Dag Jim,
(geef je je onderwerp de volgende keer aub een beetje een duidelijke titel? Nu heb ik dat maar even voor je gedaan)
Een bewegingsvergelijking vertelt je iets over de snelheid van het voorwerp op elk tijdstip.
de snelheid van een voorwerp op een tijdstip t schrijf je als v(t)

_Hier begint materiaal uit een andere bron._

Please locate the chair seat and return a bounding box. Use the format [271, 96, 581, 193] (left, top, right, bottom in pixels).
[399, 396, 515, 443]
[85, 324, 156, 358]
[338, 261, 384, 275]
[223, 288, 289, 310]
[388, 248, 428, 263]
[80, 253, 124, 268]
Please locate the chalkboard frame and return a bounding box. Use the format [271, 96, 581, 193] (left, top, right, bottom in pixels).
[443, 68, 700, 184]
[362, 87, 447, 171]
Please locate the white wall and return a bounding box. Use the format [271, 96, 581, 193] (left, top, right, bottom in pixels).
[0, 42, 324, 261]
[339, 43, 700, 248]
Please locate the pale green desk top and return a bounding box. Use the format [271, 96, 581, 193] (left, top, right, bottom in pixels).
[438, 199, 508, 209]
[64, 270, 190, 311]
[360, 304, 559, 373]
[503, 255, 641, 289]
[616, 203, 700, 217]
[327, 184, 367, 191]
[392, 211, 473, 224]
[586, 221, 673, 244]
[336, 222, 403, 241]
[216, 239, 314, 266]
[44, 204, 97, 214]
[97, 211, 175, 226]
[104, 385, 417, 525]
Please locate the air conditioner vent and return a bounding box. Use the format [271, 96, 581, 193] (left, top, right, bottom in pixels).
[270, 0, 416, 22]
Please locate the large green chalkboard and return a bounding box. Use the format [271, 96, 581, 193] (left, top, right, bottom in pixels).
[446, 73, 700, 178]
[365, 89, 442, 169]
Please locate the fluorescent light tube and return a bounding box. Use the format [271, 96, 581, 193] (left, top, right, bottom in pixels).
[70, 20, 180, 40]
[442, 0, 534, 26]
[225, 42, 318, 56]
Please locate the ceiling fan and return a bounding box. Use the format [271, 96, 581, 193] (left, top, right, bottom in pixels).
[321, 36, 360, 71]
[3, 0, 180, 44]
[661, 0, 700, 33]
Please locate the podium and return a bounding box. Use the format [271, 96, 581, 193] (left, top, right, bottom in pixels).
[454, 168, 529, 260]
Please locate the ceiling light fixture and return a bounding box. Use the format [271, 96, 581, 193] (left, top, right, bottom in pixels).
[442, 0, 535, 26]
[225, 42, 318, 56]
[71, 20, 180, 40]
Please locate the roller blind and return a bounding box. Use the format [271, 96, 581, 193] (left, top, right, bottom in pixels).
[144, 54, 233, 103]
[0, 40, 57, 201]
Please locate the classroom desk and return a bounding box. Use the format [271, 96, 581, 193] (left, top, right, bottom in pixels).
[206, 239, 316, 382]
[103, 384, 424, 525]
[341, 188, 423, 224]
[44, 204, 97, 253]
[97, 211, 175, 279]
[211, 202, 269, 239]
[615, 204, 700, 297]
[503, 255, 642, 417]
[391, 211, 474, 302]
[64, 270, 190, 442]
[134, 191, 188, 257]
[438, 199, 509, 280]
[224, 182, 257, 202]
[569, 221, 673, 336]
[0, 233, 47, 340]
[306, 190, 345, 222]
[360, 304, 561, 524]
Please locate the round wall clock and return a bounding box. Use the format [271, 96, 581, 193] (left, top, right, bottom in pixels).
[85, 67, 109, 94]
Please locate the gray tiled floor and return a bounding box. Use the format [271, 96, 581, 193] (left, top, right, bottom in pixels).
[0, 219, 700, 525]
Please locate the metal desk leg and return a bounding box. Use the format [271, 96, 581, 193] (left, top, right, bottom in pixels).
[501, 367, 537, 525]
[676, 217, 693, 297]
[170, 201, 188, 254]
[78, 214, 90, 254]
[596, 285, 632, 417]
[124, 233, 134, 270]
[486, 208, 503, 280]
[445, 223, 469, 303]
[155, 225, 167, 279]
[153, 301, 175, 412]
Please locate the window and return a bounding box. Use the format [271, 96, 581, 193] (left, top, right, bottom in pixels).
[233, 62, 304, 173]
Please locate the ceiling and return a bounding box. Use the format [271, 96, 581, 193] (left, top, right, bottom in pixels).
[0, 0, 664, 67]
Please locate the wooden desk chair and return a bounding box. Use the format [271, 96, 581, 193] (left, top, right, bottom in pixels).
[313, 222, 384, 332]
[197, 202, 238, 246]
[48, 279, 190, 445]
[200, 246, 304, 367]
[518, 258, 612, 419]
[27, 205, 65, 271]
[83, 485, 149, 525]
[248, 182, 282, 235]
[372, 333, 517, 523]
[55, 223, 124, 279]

De beginsnelheid (op tijdstip 0) ken je: v(0) = 6 m/s
Terwijl je voorwerp omhoog beweegt werkt de zwaartekrachtversnelling g erop: 9,8 m/s². Je voorwerp gaat met een beginsnelheid omhoog, de zwaartekrachtversnelling werkt daar precies tegenin. Die versnelling geven we daarom maar een minteken: g= -9,8 m/s².
En nu maar even puzzelen. Je begint met 6 m/s. Een versnelling van -9,8 m/s² betekent: elke seconde neemt die snelheid met 9,8 m/s af.
Ik zou zeggen, maak eens een tabelletje met tijd en snelheid, seconde voor seconde. Zet die gegevens in een diagram met v(t) op de y-as, en t op de x-as, een v/t grafiek. En probeer dan eens te bedenken hoe de vergelijking eruitziet die bij die grafiek hoort.
Loop je vast, kom gerust terug, maar vertel dan wél wat je al gedaan hebt en waar je vastloopt. Een gif-plaatje van je grafiek kun je als bijlage uploaden.